Rightfully tabbed as one of the top quarterbacks in the state, Bourbon threw three interceptions in each of the Patriots’ two losses, including giveaways on both games’ final drives to end comeback chances. His quarterback rating through two games was an uninspiring 106.7 (by NCAA standards), a far cry from his 140.2 rating as a sophomore.
“I have never really performed like that,” Bourbon said of the first two weeks. “It was not as much a disappointment as it was…I can’t even explain it. You've just got to keep working hard and push through it. You hit adversity like every coach says; you've just got to keep going, so that’s what we did.”
And Thursday night Bourbon showed exactly the kind of quarterback he can be, one that can lead the Patriots back from their 1-2 start and accomplish the goals the team set out before the season began.
Though he threw only eight times – the Patriots’ starters rested in the second half after a 34-0 lead at intermission – two of those passes went for touchdowns to senior wide receiver Matt Morrissey. And Bourbon, who coaches have said needs to be "a running back, thinking throw,” finally asserted himself on the ground, running four times for 72 yards, including 17-yard and 8-yard scores.
“It’s awesome to see him having fun,” junior defensive lineman Nick Dillon said. “Before, he was a little tense about everything, but now he’s just back. It’s great to have same old Willie.”

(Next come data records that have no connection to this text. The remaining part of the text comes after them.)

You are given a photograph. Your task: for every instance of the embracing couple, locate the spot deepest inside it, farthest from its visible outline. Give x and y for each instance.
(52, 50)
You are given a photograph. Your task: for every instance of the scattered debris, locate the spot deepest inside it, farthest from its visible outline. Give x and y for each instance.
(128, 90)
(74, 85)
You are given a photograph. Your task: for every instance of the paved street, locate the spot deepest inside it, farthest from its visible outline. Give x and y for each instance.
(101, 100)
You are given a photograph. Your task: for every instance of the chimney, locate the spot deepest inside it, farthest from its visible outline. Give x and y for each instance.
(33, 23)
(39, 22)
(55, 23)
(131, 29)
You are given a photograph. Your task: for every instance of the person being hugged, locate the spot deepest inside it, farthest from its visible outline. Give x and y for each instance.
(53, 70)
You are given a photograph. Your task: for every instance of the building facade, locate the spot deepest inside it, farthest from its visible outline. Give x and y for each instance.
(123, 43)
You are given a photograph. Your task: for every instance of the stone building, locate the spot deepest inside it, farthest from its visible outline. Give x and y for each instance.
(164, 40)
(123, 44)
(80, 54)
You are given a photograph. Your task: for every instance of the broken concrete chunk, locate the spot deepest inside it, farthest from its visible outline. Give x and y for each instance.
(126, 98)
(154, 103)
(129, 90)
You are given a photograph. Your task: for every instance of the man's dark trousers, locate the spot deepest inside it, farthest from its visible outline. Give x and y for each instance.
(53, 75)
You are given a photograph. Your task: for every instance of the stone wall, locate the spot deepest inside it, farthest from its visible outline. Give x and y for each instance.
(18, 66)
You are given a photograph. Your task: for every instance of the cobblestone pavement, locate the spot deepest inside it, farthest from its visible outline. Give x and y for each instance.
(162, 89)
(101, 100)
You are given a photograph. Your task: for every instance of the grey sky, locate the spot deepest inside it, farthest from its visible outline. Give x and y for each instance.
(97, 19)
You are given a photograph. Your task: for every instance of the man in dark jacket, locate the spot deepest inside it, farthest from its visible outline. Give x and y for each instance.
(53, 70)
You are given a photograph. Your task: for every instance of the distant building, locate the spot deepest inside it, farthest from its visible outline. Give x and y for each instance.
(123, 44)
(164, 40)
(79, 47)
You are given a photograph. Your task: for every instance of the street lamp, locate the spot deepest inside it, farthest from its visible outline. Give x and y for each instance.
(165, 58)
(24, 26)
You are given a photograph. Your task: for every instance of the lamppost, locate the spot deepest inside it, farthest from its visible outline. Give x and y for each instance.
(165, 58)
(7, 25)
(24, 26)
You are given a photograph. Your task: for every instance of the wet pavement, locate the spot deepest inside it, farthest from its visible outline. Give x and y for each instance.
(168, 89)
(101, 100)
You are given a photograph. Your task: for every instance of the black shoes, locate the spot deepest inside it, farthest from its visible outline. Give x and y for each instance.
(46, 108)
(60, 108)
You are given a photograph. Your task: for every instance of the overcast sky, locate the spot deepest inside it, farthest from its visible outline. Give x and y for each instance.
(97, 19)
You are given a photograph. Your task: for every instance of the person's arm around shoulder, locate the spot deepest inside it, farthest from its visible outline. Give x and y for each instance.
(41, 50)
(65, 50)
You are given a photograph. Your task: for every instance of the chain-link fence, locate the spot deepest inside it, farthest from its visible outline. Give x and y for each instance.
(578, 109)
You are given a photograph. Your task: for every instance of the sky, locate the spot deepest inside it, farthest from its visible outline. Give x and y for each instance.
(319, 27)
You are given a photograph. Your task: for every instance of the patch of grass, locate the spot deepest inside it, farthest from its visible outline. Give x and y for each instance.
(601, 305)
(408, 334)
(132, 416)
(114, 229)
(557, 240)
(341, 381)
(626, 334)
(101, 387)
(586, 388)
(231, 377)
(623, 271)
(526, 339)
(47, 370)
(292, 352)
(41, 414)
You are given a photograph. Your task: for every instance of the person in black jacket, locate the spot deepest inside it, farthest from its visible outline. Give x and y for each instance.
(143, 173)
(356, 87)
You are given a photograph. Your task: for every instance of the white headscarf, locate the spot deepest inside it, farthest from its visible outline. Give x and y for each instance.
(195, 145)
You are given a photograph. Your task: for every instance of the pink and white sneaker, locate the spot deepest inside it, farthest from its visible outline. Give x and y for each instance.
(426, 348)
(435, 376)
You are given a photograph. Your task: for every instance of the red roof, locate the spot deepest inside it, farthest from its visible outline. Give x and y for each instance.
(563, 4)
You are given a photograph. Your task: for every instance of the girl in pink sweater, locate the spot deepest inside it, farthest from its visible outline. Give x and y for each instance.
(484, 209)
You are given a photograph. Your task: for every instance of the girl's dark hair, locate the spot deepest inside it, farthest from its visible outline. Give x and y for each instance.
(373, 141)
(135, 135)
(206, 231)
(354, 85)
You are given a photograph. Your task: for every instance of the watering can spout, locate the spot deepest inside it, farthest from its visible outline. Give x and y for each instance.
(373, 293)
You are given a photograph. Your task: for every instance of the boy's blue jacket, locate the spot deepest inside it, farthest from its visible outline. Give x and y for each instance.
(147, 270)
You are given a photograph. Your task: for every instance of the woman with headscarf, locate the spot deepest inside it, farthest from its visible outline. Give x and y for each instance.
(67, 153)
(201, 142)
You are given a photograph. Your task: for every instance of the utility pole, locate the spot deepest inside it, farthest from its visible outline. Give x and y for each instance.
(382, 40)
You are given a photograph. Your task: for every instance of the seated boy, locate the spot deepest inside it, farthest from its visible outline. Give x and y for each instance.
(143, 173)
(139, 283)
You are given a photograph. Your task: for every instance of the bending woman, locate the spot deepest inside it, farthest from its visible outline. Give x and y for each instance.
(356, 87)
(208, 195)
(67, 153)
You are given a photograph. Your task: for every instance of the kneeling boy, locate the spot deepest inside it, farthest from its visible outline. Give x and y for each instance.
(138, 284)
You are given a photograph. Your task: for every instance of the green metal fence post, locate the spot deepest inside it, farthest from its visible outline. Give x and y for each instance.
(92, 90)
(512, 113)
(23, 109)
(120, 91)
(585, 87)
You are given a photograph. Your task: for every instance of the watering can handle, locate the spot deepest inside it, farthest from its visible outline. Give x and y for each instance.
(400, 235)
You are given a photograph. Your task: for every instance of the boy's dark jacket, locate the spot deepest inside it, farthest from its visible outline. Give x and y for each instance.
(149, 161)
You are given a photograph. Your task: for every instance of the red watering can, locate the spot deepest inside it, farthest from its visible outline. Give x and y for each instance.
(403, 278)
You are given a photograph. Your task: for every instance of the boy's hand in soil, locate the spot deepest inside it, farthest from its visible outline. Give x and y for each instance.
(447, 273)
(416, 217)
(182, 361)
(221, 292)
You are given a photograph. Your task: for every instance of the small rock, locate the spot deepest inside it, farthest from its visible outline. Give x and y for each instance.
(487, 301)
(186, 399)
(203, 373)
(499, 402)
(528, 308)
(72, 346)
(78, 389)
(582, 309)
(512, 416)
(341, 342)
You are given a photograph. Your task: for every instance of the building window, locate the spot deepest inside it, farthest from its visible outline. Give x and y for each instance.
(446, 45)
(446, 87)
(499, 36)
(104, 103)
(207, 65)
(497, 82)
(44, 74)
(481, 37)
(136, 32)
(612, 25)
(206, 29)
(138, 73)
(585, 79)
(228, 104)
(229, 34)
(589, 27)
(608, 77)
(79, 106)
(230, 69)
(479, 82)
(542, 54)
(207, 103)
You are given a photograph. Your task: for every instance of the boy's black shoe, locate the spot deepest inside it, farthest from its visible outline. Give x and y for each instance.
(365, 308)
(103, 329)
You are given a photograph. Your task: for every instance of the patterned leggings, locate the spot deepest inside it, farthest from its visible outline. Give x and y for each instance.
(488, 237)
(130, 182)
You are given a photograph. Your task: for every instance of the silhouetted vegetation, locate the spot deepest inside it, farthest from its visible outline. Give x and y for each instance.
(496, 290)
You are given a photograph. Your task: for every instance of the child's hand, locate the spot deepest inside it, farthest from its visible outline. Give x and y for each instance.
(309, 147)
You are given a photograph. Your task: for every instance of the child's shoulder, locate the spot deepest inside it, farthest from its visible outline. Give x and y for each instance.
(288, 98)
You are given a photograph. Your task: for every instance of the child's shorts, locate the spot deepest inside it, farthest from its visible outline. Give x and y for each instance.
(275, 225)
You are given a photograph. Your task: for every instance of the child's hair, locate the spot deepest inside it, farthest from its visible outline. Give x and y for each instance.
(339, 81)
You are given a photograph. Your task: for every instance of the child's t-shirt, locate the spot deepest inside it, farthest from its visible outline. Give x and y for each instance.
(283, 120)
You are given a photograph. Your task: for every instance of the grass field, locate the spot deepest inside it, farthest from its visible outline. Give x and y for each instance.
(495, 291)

Thursday night also featured the same old offensive line. The retooled unit, which had to play musical chairs after center Henry Sise suffered a broken leg in Week 1, bounced back after two lackluster performances to help the Patriots rush for 349 yards against the Zee-Bees. Junior Jason Vavrick has stepped in at center, and Dillon is now seeing work to help the short-handed group.
And now it may be getting shorter. Late in the second quarter, left tackle Zach Novoselsky had his left ankle rolled up on at the end of a run play. The Western Michigan-bound tackle couldn't put any pressure on the ankle and left in a cart, with his ankle wrapped up, to get X-rays.
“We’re hoping he’s OK, because he’s pretty much the heart and soul of our offensive line,” McNamara said after the game. “Tonight, fortunately, we had other guys who really stepped up big on that O-line, and our run game went on without him. We’re thinking about him.”
[DRIVE: Stevenson finds adversity early]
Dillon, who didn't play on the offensive line against Zion Benton to rest a nagging injury, knows he’ll be called upon more in lieu of Novolselsky’s injury and says he’s “looking forward to the challenge.”
And challenges are exactly what await Dillon and the Patriots.
As impressive as Thursday night’s win was, the Patriots know their battles continues uphill. Blowing out a winless Zion Benton at home put them back in the win column, but the journey is just beginning. The real tests are on the horizon. With rival Libertyville looming next week and a conference matchup against the Warren Blue Devils three weeks away, last night’s win, more than anything, must act as a springboard for McNamara’s group to grasp momentum and continue rolling.
“I’m more concerned with how we play than what’s happening with the other team,” McNamara said. “It was important for us to come out and play well tonight, and we did. We took care of the business the way that we were supposed to.”
Leading that charge Thursday night was Bourbon. And while there are still question marks on the offensive line, it will be the quarterback whose individual improvement will parallel Stevenson’s the rest of the way.
“I have a lot of confidence in (Willie), knowing that he has the abilities,” McNamara said. “It’s just he needed to step up and start playing like it.”